Question

Three polarizing filters are stacked with the polarizing axes of the second and third at 45.0∘ and 90.0∘, respectively, with that of the first. (a) If unpolarized light of intensity I0 is incident on the stack, find the intensity and state of polarization of light emerging from each filter. (b) If the second filter is removed, what is the intensity of the light emerging from each remaining filter?

Answer 1

Answer:

a) the intensity of the polarization of light emerging from each filter is I₀/2, 0.25 I₀ and 0.125 I₀

b) the intensity of light emerging from the each remaining filter is I₀ / 2 and 0.

Explanation:

a) The intensity of the incident light is I₀ and therefore the intensity of light transmitted through the first filter is

I₁ = I₀ / 2

The polarizing direction will be parallel to the axis of the first filter intensity of light transmitted through the second filter:

I₂ = I₁ cos²(θ₁)

I₂ =  (I₀ / 2) cos²(45°)

I₂ = 0.25 I₀

Therefore, the polarizing direction will be at 45° to the axis of the first filter.
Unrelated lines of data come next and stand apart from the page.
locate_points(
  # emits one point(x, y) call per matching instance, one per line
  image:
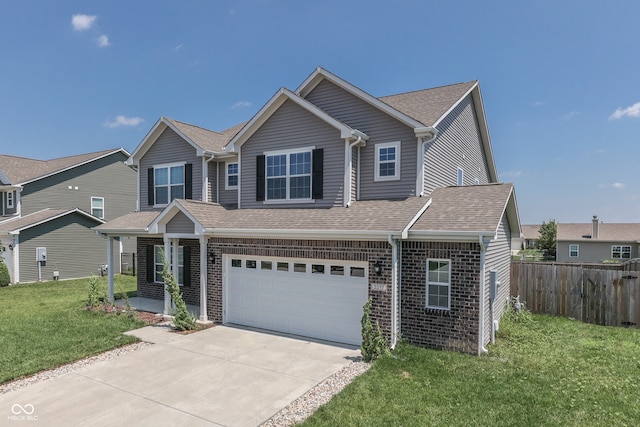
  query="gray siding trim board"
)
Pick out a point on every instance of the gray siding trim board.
point(292, 127)
point(169, 148)
point(458, 145)
point(381, 128)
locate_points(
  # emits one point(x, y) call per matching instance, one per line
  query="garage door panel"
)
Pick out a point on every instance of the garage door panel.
point(322, 306)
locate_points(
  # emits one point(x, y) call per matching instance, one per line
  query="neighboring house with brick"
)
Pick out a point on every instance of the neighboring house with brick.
point(48, 209)
point(329, 196)
point(597, 241)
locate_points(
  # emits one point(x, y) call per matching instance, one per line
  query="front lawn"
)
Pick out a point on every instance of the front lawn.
point(44, 325)
point(548, 371)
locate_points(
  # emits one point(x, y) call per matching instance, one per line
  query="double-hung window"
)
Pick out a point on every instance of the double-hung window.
point(438, 284)
point(288, 175)
point(231, 181)
point(159, 263)
point(620, 252)
point(574, 251)
point(387, 161)
point(169, 183)
point(97, 207)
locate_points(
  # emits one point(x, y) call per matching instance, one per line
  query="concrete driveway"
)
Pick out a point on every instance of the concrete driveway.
point(220, 376)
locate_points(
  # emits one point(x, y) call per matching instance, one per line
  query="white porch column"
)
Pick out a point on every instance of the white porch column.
point(203, 278)
point(167, 255)
point(110, 267)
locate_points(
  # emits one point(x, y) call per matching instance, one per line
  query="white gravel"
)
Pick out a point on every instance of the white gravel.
point(301, 408)
point(70, 367)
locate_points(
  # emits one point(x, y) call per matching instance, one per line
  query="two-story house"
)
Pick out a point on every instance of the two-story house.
point(48, 209)
point(329, 196)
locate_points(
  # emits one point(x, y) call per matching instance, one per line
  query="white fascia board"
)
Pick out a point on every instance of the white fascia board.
point(320, 73)
point(302, 234)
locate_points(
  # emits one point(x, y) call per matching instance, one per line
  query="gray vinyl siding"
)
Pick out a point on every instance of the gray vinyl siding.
point(288, 128)
point(458, 145)
point(73, 249)
point(169, 148)
point(107, 177)
point(180, 223)
point(591, 251)
point(498, 257)
point(380, 128)
point(227, 197)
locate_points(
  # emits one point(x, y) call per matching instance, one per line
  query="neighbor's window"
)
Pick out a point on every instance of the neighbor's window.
point(289, 175)
point(574, 251)
point(168, 183)
point(232, 176)
point(159, 263)
point(620, 252)
point(387, 161)
point(438, 283)
point(97, 207)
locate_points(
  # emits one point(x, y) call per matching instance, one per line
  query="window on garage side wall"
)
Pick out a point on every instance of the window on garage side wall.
point(438, 285)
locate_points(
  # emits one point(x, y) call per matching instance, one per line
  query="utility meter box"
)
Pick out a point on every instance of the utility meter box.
point(494, 283)
point(41, 254)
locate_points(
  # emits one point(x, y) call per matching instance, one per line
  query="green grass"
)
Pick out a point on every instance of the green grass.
point(546, 371)
point(44, 325)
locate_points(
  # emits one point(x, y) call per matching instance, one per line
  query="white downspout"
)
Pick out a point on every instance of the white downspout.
point(483, 250)
point(348, 169)
point(394, 291)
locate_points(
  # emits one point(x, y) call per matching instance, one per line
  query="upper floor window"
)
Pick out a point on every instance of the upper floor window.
point(620, 252)
point(231, 180)
point(438, 283)
point(288, 175)
point(168, 183)
point(387, 161)
point(97, 207)
point(574, 251)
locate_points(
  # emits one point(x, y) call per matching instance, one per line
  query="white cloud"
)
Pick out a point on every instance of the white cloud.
point(82, 22)
point(103, 41)
point(123, 121)
point(632, 111)
point(241, 104)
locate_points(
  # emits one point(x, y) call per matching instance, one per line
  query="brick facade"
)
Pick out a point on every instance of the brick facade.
point(457, 328)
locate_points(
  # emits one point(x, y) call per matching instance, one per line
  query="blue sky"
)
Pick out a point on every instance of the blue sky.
point(560, 79)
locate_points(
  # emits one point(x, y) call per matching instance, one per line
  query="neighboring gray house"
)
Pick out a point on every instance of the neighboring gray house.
point(50, 207)
point(597, 242)
point(329, 196)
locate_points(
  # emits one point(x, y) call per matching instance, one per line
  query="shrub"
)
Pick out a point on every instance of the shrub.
point(5, 279)
point(374, 345)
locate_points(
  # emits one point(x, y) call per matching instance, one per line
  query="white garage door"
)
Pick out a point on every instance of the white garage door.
point(315, 298)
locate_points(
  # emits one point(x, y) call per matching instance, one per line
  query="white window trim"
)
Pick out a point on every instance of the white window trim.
point(378, 147)
point(577, 251)
point(226, 176)
point(10, 200)
point(95, 198)
point(428, 282)
point(286, 153)
point(620, 251)
point(166, 166)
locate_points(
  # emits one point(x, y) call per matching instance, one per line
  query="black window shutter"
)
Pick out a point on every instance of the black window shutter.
point(260, 177)
point(186, 268)
point(317, 173)
point(151, 267)
point(188, 181)
point(150, 187)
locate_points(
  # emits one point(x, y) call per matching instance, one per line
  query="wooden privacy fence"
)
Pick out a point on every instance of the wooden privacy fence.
point(608, 296)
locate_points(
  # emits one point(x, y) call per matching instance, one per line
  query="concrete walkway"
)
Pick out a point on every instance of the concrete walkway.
point(222, 376)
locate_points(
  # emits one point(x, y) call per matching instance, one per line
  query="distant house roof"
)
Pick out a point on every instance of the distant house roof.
point(22, 170)
point(17, 224)
point(620, 232)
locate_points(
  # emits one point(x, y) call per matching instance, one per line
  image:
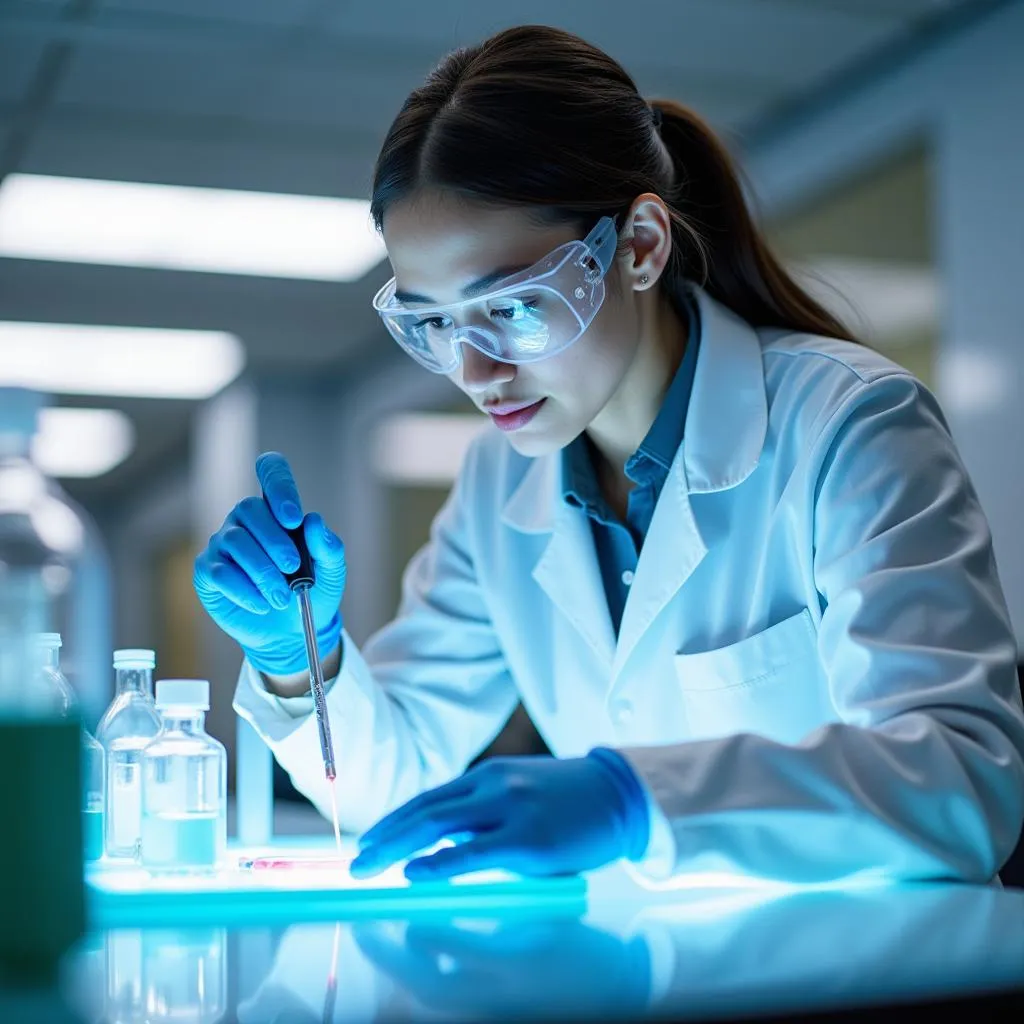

The light intensity transmitted through the filter will be

I₃ = I₂ cos²(θ₂ - θ₁)

I₃ = I₂ cos²(90 - 45)

I₃ = I₂ cos²(45)

I₃ = 0.25 I₀ cos²(45)

I₃ = 0.125 I₀

Therefore, the intensity of the polarization of light emerging from each filter is I₀/2, 0.25 I₀ and 0.125 I₀

b)  the intensity of light transmitted through the first filter is

I₁ = I₀ / 2

when the second filter is removed.

The intensity of light that is transmitted through the third filter is :

I₃' = I₁ cos²(90)

I₃'  = (I₀ / 2)(0)

I₃'  = 0

Therefore, the intensity of light emerging from the each remaining filter is     I₀ / 2 and 0.